I have previously used Custom Objects in a Service in Java that always keeps running at the back end and I have sometimes got Bug reports with traces that showed NULL_POINTER_EXCEPTION as the object was destroyed by the Garbage Collector. As I have all high end devices I am unable to test this that does a static final object get destroyed by the garbage collector or not?

In normal Java App (I'm not sure about Android), a static final referenced Object is GCed only when its proper ClassLoader is unloaded.

For example when having multiple web-apps in a container (such as Tomcat), undeploying each web-app, unloades application's ClassLoader, so application's static final referenced Object will be GCed. But objects loaded by other ClassLoaders (such as other web-app's ClassLoaders, common ClassLoader, boot-strap ClassLoader) won't be GCed.

So the answer to your question is: it depends on whether the ClassLoader is de-activated or not.

Does a static final Object ever get deleted by Garbage Collector?

I can think of three circumstances where this could happen:

  1. The classloader that loaded the class with the static becomes unreachable. But this can only happen after your code has reached a point where nothing could possibly notice that the object is GC'd!

  2. Something has used "nasty reflective tricks" to assign null to the static final . (Yes, it can be done ...)

  3. Something is subtly corrupting the heap; eg some buggy JNI / JNA code.

Note that since you are (apparently) observing the effect of the object being GC'd, it CANNOT be a direct result of the classloader being GC'd. Something else must have happened to make it possible for the classloader and the final static to be GC'ed ... if that is what is actually happening here.


Actually, I suspect that your problem is not GC-related. Rather, I suspect that your service is dying due to an unchecked exception that is not being logged. The default behaviour for uncaught exceptions on threads other than "main" is to silently ignore them.

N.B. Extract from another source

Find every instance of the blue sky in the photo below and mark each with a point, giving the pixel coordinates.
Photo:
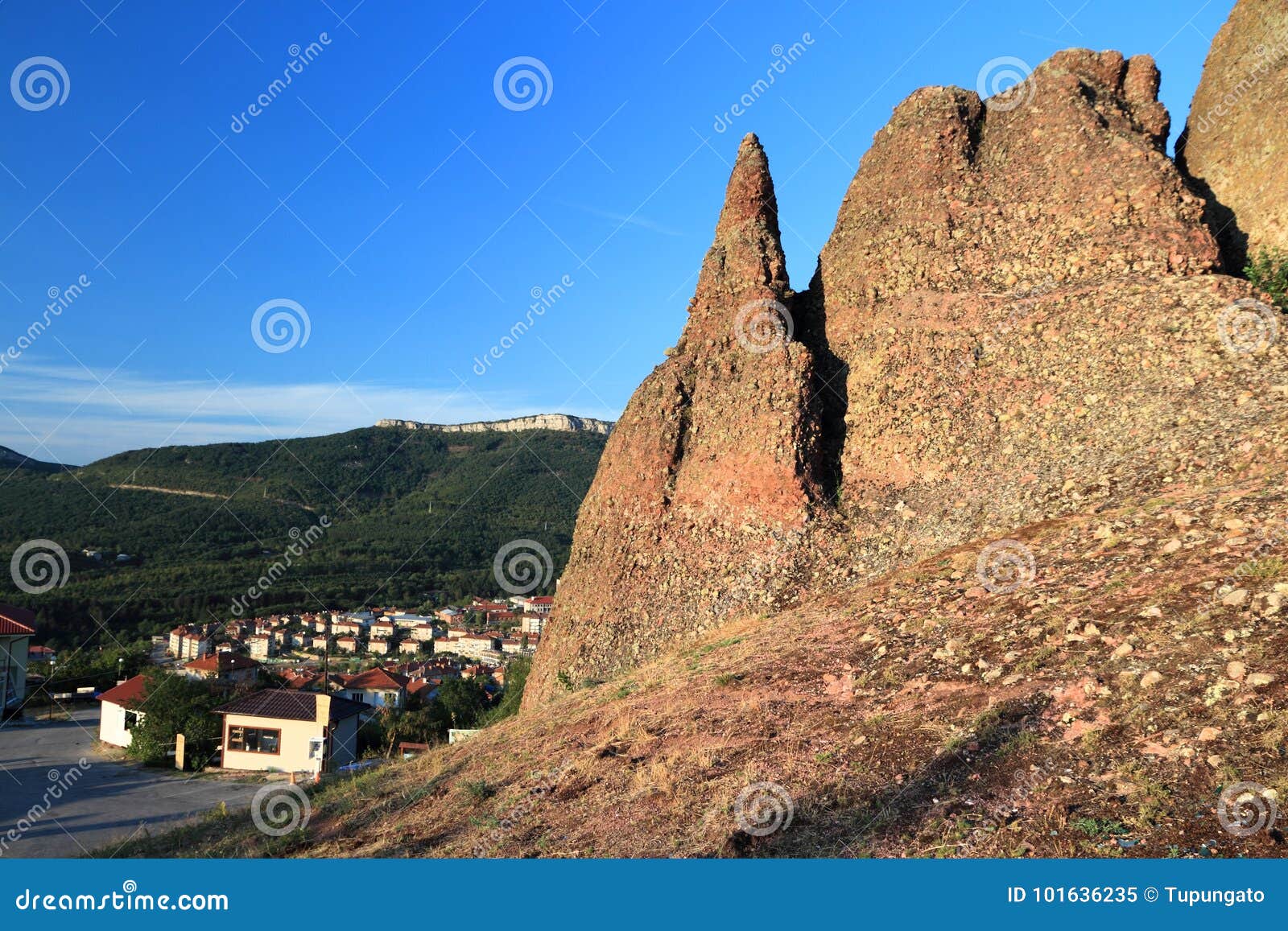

I suggest that you check that your service threads are logging all exceptions, either with a catch in the run() method, or in an "uncaught exception handler".

The JVM uses a mark-sweep GC algorithm, which has to examine all the live refereces in the GC "root" locations (like all the objects in the current call stack). Each live object is "marked" as being alive, and any object referred to by a live object is also marked as being alive.

After the completion of the mark phase, the GC sweeps through the heap, freeing memory for all unmarked objects (and compacting the memory for the remaining live objects).

I'm going to say "no, the 'final' modifer doesn't help the GC reduce its workload".